Studieren ist sehr teuer. Neben den allgemeinen Lebenshaltungskosten (Miete, Ernährung, Kleidung, Telekommunikation, Fahrtkosten, Versicherungen, etc.) fallen rein studienbedingte Kosten für Verwaltungs- und Semestergebühren, Lernmittel, Bücher etc. an. Dazu kommen im Einzelfall dann auch noch Studiengebühren. Ein Hochschulstudium summiert sich so im Laufe der Jahre auch ohne Studiengebühren schnell auf: bei rund 800 Euro im Monat kommen im Laufe von elf Semestern etwa 45.000 Euro an Kosten zusammen!

Wie können diese Lebenshaltungskosten finanziert werden?

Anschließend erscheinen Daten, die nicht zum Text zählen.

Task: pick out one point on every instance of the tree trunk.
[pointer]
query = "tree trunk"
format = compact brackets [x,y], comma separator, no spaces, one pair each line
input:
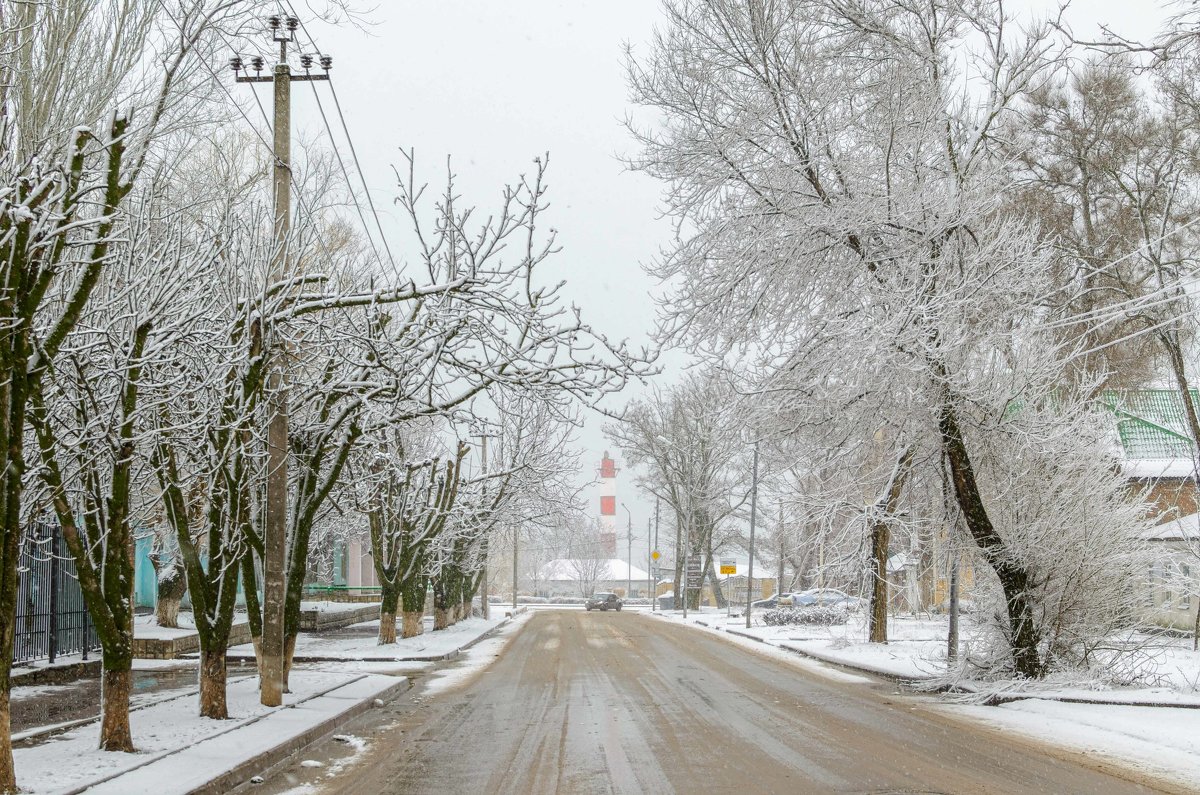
[881,542]
[253,610]
[442,607]
[387,628]
[412,623]
[213,683]
[289,652]
[881,538]
[166,611]
[388,604]
[7,773]
[1014,579]
[172,587]
[718,591]
[412,602]
[114,725]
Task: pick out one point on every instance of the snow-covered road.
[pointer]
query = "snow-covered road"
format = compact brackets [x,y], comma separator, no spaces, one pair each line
[616,703]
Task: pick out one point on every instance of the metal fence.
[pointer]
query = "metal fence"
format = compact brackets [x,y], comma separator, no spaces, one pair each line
[52,617]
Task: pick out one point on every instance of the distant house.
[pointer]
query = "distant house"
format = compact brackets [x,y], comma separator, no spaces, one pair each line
[1156,448]
[583,577]
[1157,459]
[1171,596]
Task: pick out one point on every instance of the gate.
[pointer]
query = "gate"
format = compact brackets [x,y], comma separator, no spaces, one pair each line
[52,617]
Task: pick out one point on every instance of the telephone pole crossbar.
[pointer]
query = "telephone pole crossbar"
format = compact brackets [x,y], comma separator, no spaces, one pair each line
[275,528]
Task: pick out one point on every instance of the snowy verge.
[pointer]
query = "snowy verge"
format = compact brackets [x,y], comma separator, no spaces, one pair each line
[1161,741]
[430,646]
[1147,729]
[180,752]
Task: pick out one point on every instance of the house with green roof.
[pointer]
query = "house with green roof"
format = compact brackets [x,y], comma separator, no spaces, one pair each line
[1155,447]
[1156,452]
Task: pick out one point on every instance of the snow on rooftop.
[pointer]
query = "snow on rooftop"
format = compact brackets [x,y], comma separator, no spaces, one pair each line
[1186,527]
[1156,468]
[574,569]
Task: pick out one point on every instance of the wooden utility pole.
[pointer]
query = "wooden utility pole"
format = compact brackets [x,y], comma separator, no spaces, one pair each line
[275,526]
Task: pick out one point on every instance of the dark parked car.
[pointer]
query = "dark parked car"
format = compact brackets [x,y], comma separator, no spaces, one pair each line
[827,597]
[603,601]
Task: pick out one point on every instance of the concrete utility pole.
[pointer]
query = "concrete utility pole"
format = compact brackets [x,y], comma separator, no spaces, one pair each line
[649,565]
[275,530]
[654,592]
[480,430]
[779,581]
[754,507]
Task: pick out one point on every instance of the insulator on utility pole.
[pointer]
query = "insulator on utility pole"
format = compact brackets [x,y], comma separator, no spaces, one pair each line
[274,652]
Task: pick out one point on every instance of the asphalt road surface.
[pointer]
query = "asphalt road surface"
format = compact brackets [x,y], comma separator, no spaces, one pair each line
[625,703]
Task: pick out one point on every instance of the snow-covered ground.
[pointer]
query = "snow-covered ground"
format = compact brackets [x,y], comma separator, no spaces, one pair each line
[147,626]
[916,650]
[1138,725]
[179,751]
[359,643]
[475,658]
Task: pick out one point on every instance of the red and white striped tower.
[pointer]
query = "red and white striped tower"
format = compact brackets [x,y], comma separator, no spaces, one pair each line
[607,506]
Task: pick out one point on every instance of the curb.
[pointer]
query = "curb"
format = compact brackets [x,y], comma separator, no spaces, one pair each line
[57,674]
[418,658]
[916,682]
[238,778]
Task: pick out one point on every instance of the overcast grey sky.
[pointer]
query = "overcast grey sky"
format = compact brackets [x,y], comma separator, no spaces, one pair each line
[495,84]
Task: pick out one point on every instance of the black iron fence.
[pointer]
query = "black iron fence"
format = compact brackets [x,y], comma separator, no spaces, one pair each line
[52,617]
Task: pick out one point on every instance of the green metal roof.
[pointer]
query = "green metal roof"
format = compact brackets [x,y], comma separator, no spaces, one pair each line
[1151,423]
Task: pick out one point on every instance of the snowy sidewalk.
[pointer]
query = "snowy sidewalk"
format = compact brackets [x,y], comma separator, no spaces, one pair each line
[359,643]
[1145,728]
[179,752]
[916,653]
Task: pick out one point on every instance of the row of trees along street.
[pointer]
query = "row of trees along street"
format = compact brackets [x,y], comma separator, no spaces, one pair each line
[916,241]
[143,324]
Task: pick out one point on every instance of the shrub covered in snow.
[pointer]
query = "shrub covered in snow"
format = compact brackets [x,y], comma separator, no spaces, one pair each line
[815,614]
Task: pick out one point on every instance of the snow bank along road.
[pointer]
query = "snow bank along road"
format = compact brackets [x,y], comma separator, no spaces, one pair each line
[623,703]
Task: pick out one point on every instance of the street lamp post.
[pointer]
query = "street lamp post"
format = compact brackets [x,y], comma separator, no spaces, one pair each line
[629,553]
[754,506]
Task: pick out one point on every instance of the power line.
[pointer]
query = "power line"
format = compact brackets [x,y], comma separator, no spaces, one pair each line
[349,141]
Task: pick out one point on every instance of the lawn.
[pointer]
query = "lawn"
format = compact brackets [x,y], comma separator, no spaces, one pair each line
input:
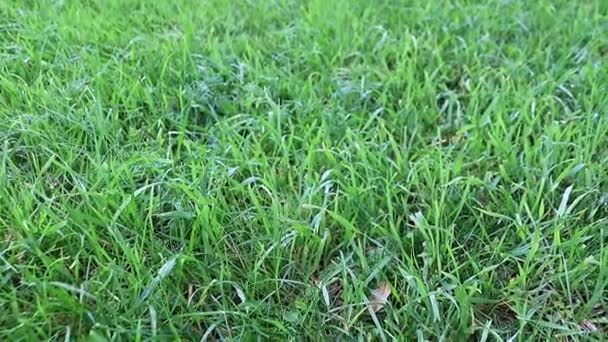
[313,170]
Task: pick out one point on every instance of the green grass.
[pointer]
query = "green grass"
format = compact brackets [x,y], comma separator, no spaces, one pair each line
[238,170]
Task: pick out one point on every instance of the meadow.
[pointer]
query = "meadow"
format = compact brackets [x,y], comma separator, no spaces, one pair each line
[303,170]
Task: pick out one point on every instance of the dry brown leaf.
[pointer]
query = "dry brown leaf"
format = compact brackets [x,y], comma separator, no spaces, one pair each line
[379,296]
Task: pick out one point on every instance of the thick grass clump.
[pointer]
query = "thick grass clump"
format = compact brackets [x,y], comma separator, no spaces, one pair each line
[265,169]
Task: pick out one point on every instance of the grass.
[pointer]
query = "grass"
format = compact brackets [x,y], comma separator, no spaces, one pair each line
[239,170]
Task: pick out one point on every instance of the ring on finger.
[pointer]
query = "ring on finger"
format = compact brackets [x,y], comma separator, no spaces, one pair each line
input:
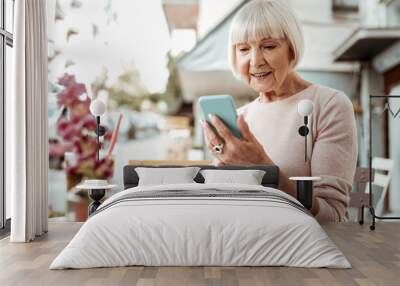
[218,148]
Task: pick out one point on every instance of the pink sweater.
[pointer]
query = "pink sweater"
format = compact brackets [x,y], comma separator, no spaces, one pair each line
[332,143]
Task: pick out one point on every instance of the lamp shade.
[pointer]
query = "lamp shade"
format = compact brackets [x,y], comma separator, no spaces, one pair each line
[97,107]
[305,107]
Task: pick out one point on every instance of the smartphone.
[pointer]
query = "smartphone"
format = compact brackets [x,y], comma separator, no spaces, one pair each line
[222,106]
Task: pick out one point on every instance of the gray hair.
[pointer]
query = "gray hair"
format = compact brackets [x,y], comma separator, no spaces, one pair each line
[261,19]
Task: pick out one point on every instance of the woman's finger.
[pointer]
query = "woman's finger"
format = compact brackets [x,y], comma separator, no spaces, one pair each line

Meist tragen zum weitaus größten Teil die Eltern diese Last. Dazu kommen noch Gelder von BAföG, aus eigenen Ersparnissen und aus eigenem Verdienst – der leider meist mit studienfremden Nebenjobs bestritten wird und dadurch das Studium verlängert und das Studieren belastet. Dadurch werden die Chancen auf dem späteren Arbeitsmarkt geschmälert. Außerdem bedingt ein verlängertes Studium auch ein späterer Bezug des Einstiegsgehalt – das ist bares Geld, das durch studienferne Nebentätigkeiten verloren geht! Manchmal sind selbst mit all diesen Quellen die gesamten Kosten des Studiums nicht zu tragen. Viele Studierende verzichten dann auf ihr Wunschstudium, einen Studienaufenthalt im Ausland, ein karriereförderndes Praktikum oder den Besuch Ihrer renommierten (Wunsch-) Hochschule. Bildungsfonds stellen eine innovative und sozial verträgliche Möglichkeit dar, die Kosten für das Studium zu finanzieren. Damit Dein Traumstudium nicht zum finanziellen Alptraum wird.

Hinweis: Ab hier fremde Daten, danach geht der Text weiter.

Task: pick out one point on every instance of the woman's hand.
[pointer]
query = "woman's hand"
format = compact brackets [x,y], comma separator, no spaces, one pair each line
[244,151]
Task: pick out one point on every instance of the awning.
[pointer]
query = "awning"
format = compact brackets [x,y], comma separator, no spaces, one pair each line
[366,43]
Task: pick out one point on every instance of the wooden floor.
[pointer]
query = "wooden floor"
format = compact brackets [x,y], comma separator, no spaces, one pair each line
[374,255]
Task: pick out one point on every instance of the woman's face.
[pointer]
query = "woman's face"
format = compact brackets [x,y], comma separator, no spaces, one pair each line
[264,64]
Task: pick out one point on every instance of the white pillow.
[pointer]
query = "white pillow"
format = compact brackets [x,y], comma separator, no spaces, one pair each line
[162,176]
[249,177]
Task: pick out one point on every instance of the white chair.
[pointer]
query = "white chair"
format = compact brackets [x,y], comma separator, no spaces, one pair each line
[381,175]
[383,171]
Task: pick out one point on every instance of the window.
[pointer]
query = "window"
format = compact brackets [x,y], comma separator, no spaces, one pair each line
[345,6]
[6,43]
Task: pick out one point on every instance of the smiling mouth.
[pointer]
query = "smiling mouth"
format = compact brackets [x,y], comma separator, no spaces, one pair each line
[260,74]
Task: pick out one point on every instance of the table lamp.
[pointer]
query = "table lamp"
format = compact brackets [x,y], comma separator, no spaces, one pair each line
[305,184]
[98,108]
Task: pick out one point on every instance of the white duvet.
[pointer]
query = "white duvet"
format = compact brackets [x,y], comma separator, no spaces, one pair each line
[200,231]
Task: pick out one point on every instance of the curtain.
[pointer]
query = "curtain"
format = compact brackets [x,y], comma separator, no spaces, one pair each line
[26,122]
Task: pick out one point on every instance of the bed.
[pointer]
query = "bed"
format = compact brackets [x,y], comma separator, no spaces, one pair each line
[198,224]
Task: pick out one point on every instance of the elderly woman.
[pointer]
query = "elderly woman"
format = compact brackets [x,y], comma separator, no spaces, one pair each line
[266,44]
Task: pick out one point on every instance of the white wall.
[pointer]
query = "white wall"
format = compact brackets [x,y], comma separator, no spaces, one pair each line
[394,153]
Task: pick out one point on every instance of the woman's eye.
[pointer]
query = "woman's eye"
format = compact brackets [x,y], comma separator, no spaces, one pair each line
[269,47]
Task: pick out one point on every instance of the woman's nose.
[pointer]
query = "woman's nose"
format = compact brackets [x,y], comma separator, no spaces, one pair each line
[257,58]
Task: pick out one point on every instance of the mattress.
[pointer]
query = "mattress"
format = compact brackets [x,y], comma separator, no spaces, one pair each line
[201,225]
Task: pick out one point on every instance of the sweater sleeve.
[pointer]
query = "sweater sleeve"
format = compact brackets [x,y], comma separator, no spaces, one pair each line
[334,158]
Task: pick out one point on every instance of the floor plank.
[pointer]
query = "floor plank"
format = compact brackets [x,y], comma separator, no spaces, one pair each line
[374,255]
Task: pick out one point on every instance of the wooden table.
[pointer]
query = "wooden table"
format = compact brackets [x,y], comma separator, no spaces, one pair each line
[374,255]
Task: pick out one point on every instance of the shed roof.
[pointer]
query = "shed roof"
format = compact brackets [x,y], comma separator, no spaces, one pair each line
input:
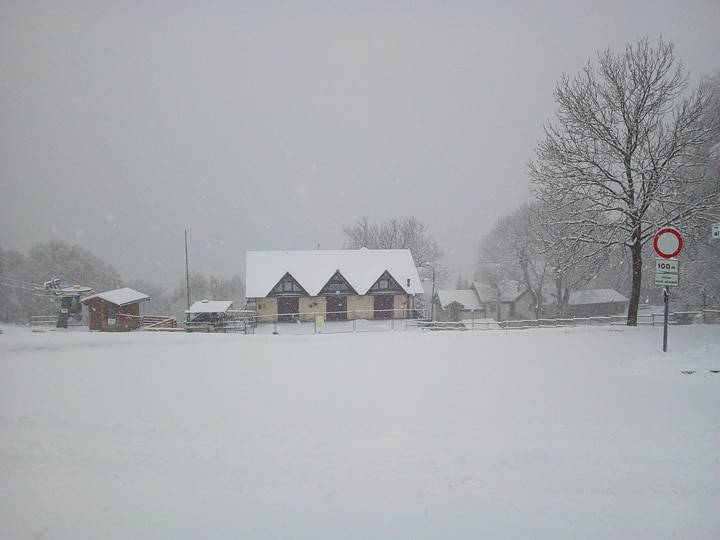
[210,306]
[119,297]
[467,298]
[312,269]
[595,296]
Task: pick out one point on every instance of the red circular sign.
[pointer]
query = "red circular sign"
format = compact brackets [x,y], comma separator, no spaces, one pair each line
[668,242]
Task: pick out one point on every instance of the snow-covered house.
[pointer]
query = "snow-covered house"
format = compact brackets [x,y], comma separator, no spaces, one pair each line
[506,300]
[209,311]
[118,309]
[457,305]
[503,301]
[596,302]
[337,284]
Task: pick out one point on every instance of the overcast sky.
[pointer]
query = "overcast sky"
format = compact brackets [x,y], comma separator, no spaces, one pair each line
[270,125]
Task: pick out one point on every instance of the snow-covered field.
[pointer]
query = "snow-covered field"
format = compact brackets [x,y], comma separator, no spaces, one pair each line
[567,433]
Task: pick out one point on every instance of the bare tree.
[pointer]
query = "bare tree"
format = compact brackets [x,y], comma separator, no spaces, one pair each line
[623,155]
[510,251]
[408,233]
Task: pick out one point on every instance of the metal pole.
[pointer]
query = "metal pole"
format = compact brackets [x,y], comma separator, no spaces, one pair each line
[666,297]
[187,276]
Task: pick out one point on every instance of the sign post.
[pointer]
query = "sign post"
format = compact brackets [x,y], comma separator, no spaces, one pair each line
[668,243]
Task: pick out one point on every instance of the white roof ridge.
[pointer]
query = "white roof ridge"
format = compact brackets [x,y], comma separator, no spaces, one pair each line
[312,269]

Budget eines durchschnittlichen Studierenden in Deutschland

Einkommensabhängige Studienfinanzierung

Bei diesen Bildungsfonds ist die Höhe Deiner Beitragszahlungen nach Deinem erfolgreichen Berufseinstieg abhängig von Deinem erzielten Gehalt. Wenn Du in ein solches Bildungsfonds-Programm aufgenommen wirst, führst Du nach dem Ende des Studiums über einen im Voraus definierten Zeitraum monatlich einen bestimmten Prozentsatz Deines Einkommens an den Fonds zurück. Dieser Bildungsfonds-Typ bietet Dir also einen wertvollen „Versicherungsschutz“: Verdienst Du nach dem Studium nicht so gut, zahlst Du auch wenig zurück. Und ganz anders als bei unserem Steuersystem zahlst Du immer, also auch bei gutem Verdienst, nur proportional zurück. Ein erfolgreicher Berufsstart wird also keineswegs „bestraft“. Die Beitragszahlungen sind fair und kalkulierbar. Die Bildungsfonds-Finanzierung kann aber noch mehr. Sie ist nämlich eine Versicherung gegen mehrere Risiken: Das allgemeine Konjunkturrisiko (schlechte wirtschaftliche Lage bei Studienabschluss) wird ebenso berücksichtigt wie das berufsbedingte Risiko (schlechte Arbeitsmarktsituation für den Wunschberuf bei Studienabschluss) und das persönliche Risiko („Pech“).

verdienstunabhängigen Bildungsfonds

Bei diesen Bildungsfonds ist die Höhe der Beitragszahlungen nach dem erfolgreichen Berufseinstieg unabhängig von Deinem erzielten Gehalt. Ein solcher Bildungsfonds erinnert dann an ein Darlehen im klassischen Sinne: wenn Du in ein solches Programm aufgenommen wirst, leistest Du nach dem Ende Deines Studiums über einen im Voraus definierten Zeitraum monatlich einen fixen Beitrag an den Fonds. Dabei gibt es eine Karenzzeit, so dass Du nicht sofort nach dem Studium anfangen musst, zurück zu zahlen. Was ist der Unterschied zu einem klassischen Darlehen? Du brauchst bei einem verdienstunabhängigen Bildungsfonds keinerlei bankübliche Sicherheiten (Grundschuld, Bürgschaft) zu stellen. Und die Aus- und Rückzahlungsmodalitäten werden flexibel an Deine individuelle, studentische Situation angepasst.